Les fraudeurs colportent des clickbait islamophobes comme à l’accoutumée sur Facebook

Un nouveau rapport du Guardian révèle qu’un réseau d’arnaqueurs a utilisé un ensemble de pages Facebook de droite bien établies pour alimenter l’islamophobie et gagner rapidement de l’argent. Mais c’est moins un vaste complot international que Facebook, mais plus simplement, qui est incapable de contrôler sa plate-forme pour empêcher même les escroqueries les plus élémentaires – avec des conséquences graves.

Le rapport en plusieurs parties du Guardian décrit les événements comme un plan de grande envergure exécuté dans le but exprès de harceler les représentants Ilhan Omar (D-MI), Rashida Tlaib (D-MN) et d’autres musulmans de premier plan. Mais les faits révélés laissent penser que c’est une opération banale qui consiste à gagner de l’argent et à utiliser des clickbait odieux, haineux et qui éludait les protections apparemment négligeables de Facebook contre ce genre de chose.

L’escroquerie s’est en gros déroulée comme suit: un administrateur d’une page populaire de droite sur Facebook recevrait un message de la part d’une personne prétendant partager ses valeurs lui demandant de devenir un rédacteur en chef.
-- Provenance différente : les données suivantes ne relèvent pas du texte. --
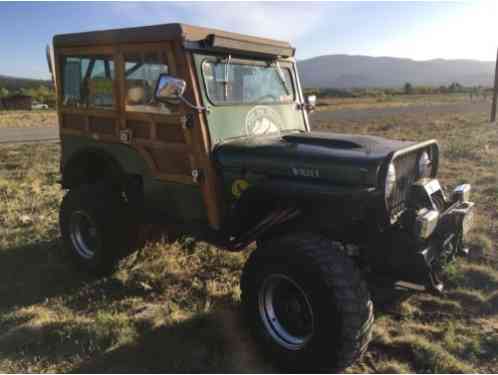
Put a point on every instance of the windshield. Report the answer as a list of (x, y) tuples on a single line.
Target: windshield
[(234, 83)]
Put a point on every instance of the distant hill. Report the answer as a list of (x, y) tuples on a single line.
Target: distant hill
[(347, 71), (14, 84)]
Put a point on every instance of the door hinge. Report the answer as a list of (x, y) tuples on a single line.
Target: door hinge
[(188, 121), (197, 175)]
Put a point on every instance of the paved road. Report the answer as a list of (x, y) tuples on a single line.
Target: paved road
[(28, 135)]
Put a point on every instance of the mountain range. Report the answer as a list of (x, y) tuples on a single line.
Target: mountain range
[(348, 71), (16, 83), (356, 71)]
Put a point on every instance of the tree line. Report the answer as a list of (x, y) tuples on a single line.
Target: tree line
[(407, 89)]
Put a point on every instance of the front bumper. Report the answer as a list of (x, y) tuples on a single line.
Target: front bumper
[(417, 249)]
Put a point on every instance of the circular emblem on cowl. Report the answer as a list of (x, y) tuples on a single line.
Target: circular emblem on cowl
[(262, 120)]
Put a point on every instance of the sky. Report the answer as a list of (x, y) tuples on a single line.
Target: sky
[(417, 30)]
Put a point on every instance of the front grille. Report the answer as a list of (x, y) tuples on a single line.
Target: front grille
[(438, 199), (406, 174)]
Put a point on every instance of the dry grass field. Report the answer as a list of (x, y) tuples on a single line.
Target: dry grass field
[(28, 119), (328, 104), (175, 307)]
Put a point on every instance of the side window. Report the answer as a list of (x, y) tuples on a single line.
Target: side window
[(141, 73), (88, 81)]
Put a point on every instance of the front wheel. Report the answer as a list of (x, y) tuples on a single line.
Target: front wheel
[(307, 304)]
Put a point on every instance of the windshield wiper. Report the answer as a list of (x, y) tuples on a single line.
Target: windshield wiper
[(281, 75)]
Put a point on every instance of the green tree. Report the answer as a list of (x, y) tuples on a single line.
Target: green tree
[(408, 88)]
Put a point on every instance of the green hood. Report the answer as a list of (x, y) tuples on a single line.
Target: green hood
[(339, 158)]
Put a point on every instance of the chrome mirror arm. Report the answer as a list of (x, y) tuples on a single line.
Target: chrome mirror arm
[(193, 106)]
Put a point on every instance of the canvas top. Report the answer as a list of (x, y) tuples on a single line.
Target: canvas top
[(175, 31)]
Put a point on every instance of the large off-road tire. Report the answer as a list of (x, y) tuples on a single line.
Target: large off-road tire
[(306, 303), (97, 228)]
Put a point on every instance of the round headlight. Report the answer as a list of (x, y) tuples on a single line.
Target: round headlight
[(390, 180), (424, 165)]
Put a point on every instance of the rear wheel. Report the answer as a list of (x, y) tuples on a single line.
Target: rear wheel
[(306, 303), (97, 228)]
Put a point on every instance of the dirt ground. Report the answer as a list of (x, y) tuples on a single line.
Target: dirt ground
[(174, 307)]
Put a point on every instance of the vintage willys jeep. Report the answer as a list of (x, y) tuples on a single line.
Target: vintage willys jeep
[(209, 130)]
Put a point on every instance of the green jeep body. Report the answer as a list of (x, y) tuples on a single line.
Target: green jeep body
[(257, 171)]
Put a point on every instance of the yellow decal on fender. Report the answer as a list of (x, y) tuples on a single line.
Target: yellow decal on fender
[(238, 187)]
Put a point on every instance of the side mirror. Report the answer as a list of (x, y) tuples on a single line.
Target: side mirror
[(310, 103), (169, 88)]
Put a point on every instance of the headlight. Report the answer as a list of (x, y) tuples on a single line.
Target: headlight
[(390, 180), (424, 165)]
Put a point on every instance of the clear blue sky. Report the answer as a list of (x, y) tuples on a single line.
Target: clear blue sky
[(402, 29)]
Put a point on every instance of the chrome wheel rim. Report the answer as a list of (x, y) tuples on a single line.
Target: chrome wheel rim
[(84, 235), (286, 311)]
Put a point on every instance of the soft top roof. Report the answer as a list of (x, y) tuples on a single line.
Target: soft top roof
[(187, 34)]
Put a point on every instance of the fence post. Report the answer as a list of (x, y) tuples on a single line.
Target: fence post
[(495, 92)]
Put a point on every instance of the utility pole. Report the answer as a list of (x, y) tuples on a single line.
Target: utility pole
[(495, 92)]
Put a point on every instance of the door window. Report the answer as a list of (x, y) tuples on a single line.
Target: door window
[(141, 73), (88, 81)]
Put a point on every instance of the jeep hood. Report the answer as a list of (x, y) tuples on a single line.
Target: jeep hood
[(340, 158)]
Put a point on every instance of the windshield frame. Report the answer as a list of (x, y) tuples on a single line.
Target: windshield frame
[(277, 64)]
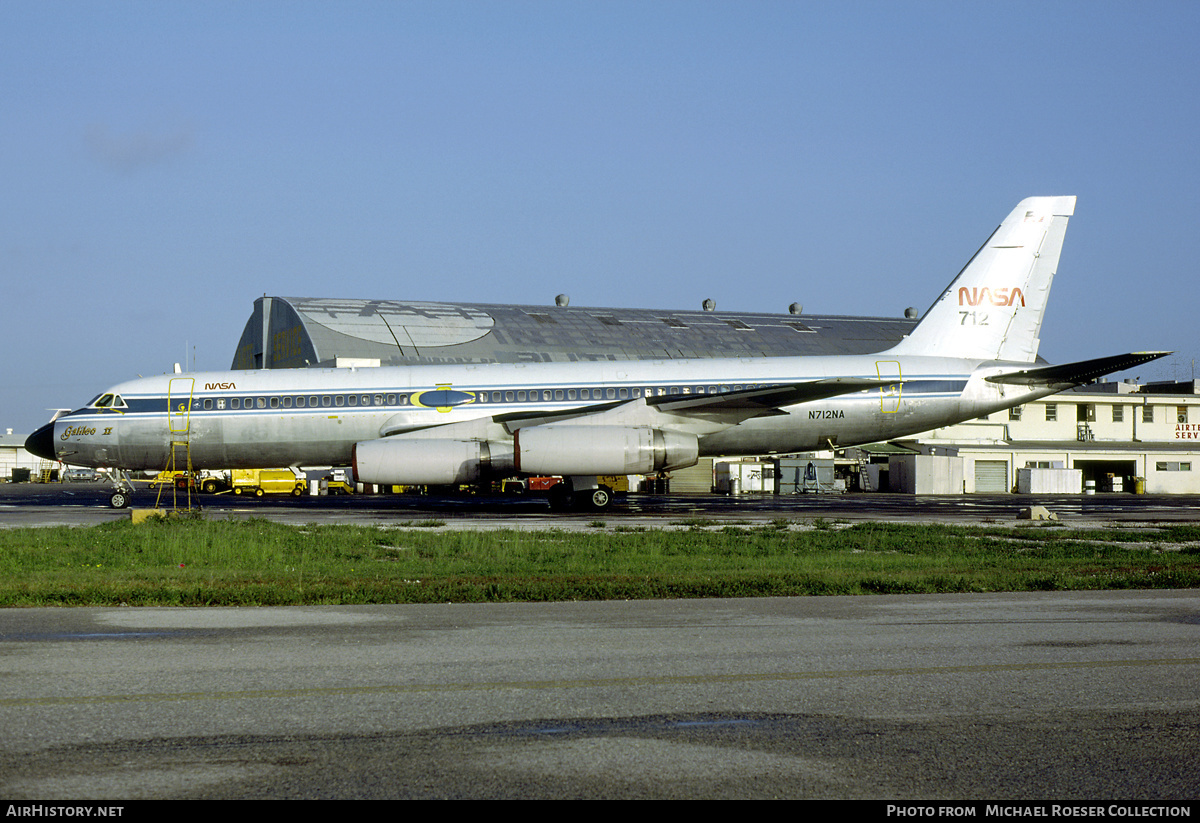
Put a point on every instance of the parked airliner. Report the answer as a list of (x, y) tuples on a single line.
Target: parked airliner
[(973, 353)]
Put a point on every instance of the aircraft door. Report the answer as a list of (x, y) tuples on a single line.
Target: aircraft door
[(179, 404), (889, 396)]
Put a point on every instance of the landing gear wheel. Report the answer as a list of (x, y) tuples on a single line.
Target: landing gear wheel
[(598, 499)]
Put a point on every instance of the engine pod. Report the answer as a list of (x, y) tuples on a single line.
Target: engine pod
[(593, 450)]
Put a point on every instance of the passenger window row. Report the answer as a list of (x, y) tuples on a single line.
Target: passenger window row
[(503, 396)]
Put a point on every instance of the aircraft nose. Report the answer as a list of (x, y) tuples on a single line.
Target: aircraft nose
[(41, 443)]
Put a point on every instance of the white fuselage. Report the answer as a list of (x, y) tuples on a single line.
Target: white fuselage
[(258, 419)]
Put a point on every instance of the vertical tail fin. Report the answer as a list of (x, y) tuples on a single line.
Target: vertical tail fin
[(994, 308)]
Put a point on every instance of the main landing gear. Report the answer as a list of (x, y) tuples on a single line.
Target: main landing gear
[(580, 494), (123, 491)]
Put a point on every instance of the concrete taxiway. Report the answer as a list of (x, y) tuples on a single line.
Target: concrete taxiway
[(1078, 696), (87, 504)]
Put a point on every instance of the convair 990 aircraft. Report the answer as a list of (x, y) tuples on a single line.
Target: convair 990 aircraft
[(973, 353)]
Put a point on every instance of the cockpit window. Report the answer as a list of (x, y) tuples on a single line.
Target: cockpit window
[(109, 401)]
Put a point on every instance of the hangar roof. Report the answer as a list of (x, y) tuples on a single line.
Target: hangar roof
[(288, 332)]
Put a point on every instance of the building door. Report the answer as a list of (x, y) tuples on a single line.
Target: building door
[(991, 476)]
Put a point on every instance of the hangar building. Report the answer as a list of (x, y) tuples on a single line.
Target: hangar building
[(293, 332)]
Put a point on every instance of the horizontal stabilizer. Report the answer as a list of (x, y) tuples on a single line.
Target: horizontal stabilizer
[(1078, 373)]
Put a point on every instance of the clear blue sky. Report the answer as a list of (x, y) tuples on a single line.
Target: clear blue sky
[(165, 163)]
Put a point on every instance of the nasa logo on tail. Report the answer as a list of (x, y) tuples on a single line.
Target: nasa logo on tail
[(975, 296)]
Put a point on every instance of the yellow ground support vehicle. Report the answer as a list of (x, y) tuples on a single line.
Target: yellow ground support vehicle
[(268, 481)]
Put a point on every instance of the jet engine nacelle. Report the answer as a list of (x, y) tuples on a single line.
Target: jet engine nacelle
[(592, 450), (427, 462)]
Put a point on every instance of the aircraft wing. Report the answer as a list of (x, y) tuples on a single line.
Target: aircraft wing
[(1077, 373)]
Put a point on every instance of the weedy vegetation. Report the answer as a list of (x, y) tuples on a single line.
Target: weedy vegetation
[(191, 562)]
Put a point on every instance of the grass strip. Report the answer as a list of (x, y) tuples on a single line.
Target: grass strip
[(183, 562)]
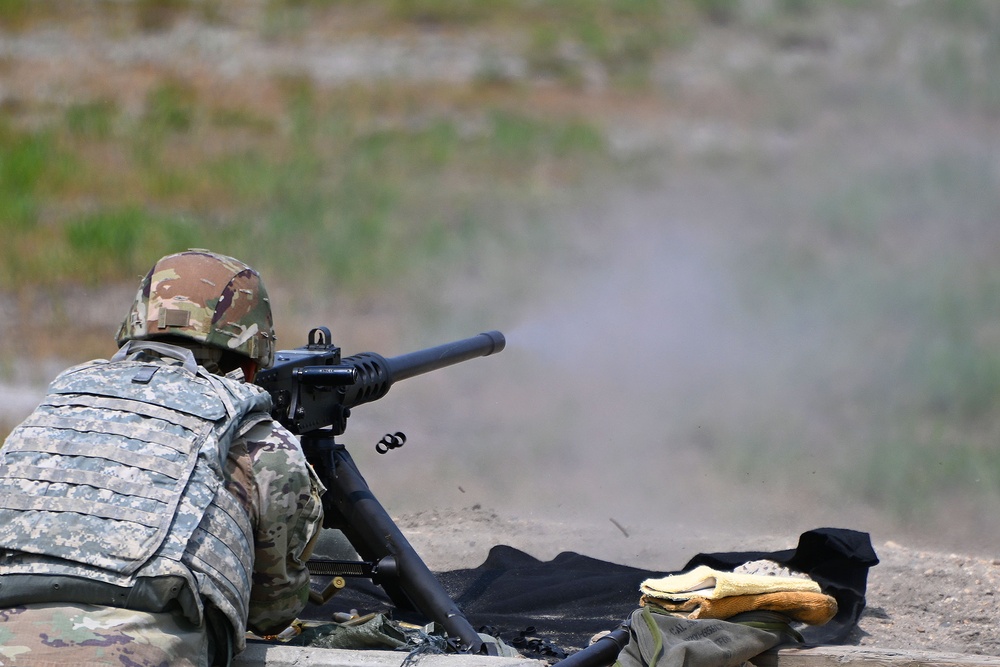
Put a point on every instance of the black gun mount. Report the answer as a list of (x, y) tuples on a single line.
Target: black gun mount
[(313, 391)]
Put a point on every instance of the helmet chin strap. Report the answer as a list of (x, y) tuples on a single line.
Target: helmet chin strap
[(163, 349)]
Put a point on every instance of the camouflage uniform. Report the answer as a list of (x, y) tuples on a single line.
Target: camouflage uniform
[(159, 585)]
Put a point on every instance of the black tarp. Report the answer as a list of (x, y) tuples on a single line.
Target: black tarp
[(566, 600)]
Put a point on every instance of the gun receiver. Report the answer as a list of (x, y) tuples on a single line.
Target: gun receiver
[(313, 391), (313, 388)]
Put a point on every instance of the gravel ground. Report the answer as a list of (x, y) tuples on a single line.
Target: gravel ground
[(917, 600)]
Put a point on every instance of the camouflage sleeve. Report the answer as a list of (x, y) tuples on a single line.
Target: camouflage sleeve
[(289, 519)]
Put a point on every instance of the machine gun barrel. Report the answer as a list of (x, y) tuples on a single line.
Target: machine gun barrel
[(423, 361), (376, 374), (313, 388)]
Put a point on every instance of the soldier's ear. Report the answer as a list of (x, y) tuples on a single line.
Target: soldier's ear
[(249, 369)]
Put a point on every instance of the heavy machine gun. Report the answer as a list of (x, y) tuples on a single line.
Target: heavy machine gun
[(313, 391)]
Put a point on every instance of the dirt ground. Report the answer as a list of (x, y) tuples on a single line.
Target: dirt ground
[(917, 600)]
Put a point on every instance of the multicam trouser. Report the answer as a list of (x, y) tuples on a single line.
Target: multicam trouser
[(87, 635)]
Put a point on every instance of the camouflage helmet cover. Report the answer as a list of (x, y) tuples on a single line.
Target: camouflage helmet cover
[(206, 297)]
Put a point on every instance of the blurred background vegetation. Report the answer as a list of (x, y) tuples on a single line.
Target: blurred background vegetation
[(843, 153)]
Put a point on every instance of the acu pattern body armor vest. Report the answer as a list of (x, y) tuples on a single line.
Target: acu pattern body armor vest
[(112, 493)]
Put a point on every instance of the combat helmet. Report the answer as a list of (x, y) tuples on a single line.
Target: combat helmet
[(205, 297)]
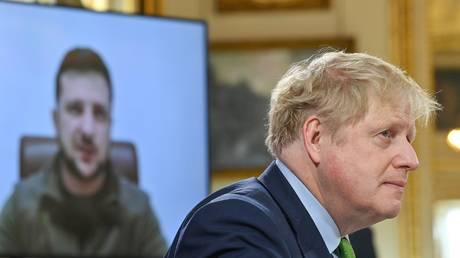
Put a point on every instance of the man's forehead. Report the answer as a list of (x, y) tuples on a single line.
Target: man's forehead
[(91, 85)]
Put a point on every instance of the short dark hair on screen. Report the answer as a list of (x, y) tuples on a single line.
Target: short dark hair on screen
[(82, 60)]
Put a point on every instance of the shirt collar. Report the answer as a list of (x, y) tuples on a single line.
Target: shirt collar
[(323, 221)]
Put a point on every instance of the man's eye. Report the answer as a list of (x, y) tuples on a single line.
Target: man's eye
[(387, 134), (100, 113), (74, 109)]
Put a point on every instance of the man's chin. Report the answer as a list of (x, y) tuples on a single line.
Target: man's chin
[(87, 173)]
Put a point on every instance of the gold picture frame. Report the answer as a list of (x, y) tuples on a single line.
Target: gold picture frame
[(241, 76), (270, 5)]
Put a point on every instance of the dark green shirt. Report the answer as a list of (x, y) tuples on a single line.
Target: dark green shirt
[(41, 218)]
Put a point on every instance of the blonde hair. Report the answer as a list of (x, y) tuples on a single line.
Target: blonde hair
[(336, 86)]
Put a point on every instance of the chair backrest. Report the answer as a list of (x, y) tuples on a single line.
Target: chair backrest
[(36, 151)]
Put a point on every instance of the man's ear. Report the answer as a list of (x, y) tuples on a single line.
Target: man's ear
[(55, 115), (312, 130)]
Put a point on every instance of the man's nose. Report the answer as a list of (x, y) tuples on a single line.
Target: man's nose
[(406, 157), (88, 123)]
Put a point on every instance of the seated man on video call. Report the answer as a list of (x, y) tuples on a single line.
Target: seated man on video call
[(340, 129), (77, 205)]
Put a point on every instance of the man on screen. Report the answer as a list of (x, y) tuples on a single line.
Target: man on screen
[(340, 129), (77, 205)]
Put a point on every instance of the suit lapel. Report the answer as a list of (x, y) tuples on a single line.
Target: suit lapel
[(308, 237)]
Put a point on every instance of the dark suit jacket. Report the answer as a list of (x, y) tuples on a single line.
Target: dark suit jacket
[(260, 217)]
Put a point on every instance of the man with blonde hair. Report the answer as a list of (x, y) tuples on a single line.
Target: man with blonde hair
[(340, 129)]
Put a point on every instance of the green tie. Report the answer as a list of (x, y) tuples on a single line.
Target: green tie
[(345, 250)]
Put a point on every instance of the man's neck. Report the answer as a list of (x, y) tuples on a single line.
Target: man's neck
[(78, 187)]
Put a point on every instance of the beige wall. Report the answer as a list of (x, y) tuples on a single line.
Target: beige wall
[(365, 21)]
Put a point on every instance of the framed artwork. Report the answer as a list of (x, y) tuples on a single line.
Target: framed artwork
[(241, 77), (265, 5)]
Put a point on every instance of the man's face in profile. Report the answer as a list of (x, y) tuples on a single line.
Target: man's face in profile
[(82, 121)]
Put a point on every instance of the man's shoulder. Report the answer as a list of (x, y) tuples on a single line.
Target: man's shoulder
[(246, 196), (31, 187), (132, 198), (28, 192)]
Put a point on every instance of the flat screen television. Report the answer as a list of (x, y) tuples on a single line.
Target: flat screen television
[(158, 68)]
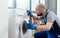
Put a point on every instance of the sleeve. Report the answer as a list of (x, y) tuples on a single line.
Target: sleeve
[(51, 17)]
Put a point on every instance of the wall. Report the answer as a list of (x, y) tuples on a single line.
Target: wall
[(52, 5)]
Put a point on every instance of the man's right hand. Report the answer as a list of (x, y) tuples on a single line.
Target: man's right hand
[(31, 26)]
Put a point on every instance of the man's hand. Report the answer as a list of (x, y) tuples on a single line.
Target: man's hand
[(29, 13), (31, 26)]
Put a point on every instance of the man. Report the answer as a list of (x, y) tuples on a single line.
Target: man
[(52, 23)]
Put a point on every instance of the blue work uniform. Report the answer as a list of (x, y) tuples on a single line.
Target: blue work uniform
[(52, 33)]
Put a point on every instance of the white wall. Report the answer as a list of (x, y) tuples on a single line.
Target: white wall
[(3, 19), (52, 5)]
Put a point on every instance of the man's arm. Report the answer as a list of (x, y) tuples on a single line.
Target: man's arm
[(45, 27)]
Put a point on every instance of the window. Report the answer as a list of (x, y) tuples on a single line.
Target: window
[(42, 1), (34, 3), (10, 3), (23, 4), (58, 8)]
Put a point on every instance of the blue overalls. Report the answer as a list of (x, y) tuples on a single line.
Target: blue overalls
[(46, 34)]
Une fois l’accès autorisé, cette personne publierait des histoires de clickbait – ciblant fréquemment les musulmans et souvent le représentant d’Omar, puisqu’elles conduiraient de manière fiable à un engagement élevé. Les histoires sont apparues sur une poignée de sites Web saturés d’annonces qui appartenaient probablement aux escrocs.

Cela semble être l’ampleur de la vaste conspiration, ou du moins de ses opérations – duper des conservateurs crédules en leur faisant passer pour une ferme publicitaire.

Cependant, son coût humain, qu’il soit accessoire ou délibéré, est tout à fait autre. Le représentant Omar est déjà la cible de nombreuses attaques coordonnées, certaines de la part de patriotes autoproclamés dans ce pays; le mois dernier, un partisan islamophobe de Trump a plaidé coupable devant un tribunal fédéral faire des menaces de mort contre elle.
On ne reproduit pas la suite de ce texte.